A riesgo de ser reiterativa, vuelvo a apelar a Isaiah Berlín y su llamado vehemente a los intelectuales a enfrentar con coraje, rigor y críticamente las ideas que súbitamente surgen en las sociedades, se transforman en lugares comunes hasta que, a pesar de sus incongruencias o debilidades, avasallan y se instalan como mandatos exclusivos que guían la acción política. La historia está plagada de esas instancias y la nuestra no es inmune a este mal. La falta de pensamiento crítico de las élites dejó que se instalaran en años recientes, y se repitieran como mantras, conceptos claramente reñidos con la evidencia. Así, se consolidó como verdad incuestionada que Chile era el país más desigual del mundo; que esa desigualdad había aumentado durante los últimos 30 años; y que la causa de ello era el modelo de desarrollo basado en la economía de mercado. Ninguna de estas premisas tiene asidero alguno en la realidad y todas son desmentidas por los datos objetivos. La conclusión lógica de este diagnóstico fue el intento refundacional de la Convención Constituyente, masivamente rechazado por el electorado.

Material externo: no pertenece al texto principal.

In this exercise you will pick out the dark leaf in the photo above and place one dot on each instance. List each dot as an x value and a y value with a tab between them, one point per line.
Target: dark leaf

El cambio es el corolario indispensable de un orden social sano desde el momento en que este evoluciona constantemente y las instituciones deben adaptarse a esos cambios. Como decía Burke, “un Estado sin los medios para efectuar algunos cambios carece de los medios para su propia conservación”. Añadía, “el cambio debe ser oportuno, anticipándose a la emergencia de un problema antes de que todos sus efectos se hagan presentes. Debe construirse sobre las instituciones existentes y las reformas anteriores, de modo de sacar las lecciones aprendidas en el pasado. Debe ser mesurado, de modo que quienes llevan a cabo los cambios y quienes son afectados por ellos puedan ajustar sus conductas apropiadamente. Debería ser consensuado de manera que el proceso de reformas pueda evitar conflictos innecesarios y ellas puedan subsistir más allá del tiempo de sus impulsores. Deben ser prácticos y realizables”. En suma, Burke no defiende el statu quo, porque tiene una aguda conciencia de que las sociedades están siempre cambiando y sus leyes, en consecuencia, también deben cambiar, pero en forma gradual, incremental, a través de reformas y no de revolución. En este sentido entendemos “reformismo” como cambios hechos dentro de las estructuras que nos rigen por medio de los mecanismos institucionales vigentes, mientras cambio “revolucionario” involucra la disrupción total de la institucionalidad y de las leyes existentes. Medidos con este test, preciso es admitir que en muchas ocasiones la derecha no percibió el imperativo del cambio y de la reforma oportuna y la nueva izquierda solo concibe la solución de las deficiencias actuales a través de la revolución.
El reformismo de la transición, en cambio, tan vilipendiado hoy, nos aseguró salir de una dictadura sin derramamiento de sangre (fenómeno inusual, con el dictador vivo) y sobre todo a partir de 2005, con realismo, acuerdos y consensos, una plena democracia, alternancia en el poder, pluralismo, plena vigencia de los derechos civiles y de las libertades personales con progreso económico y social sin precedentes. ¿Que no lo resolvió todo? No, porque la política nunca es perfecta y las sociedades evolucionan. De ahí el imperativo del cambio, pero la disyuntiva es y será siempre reforma o revolución.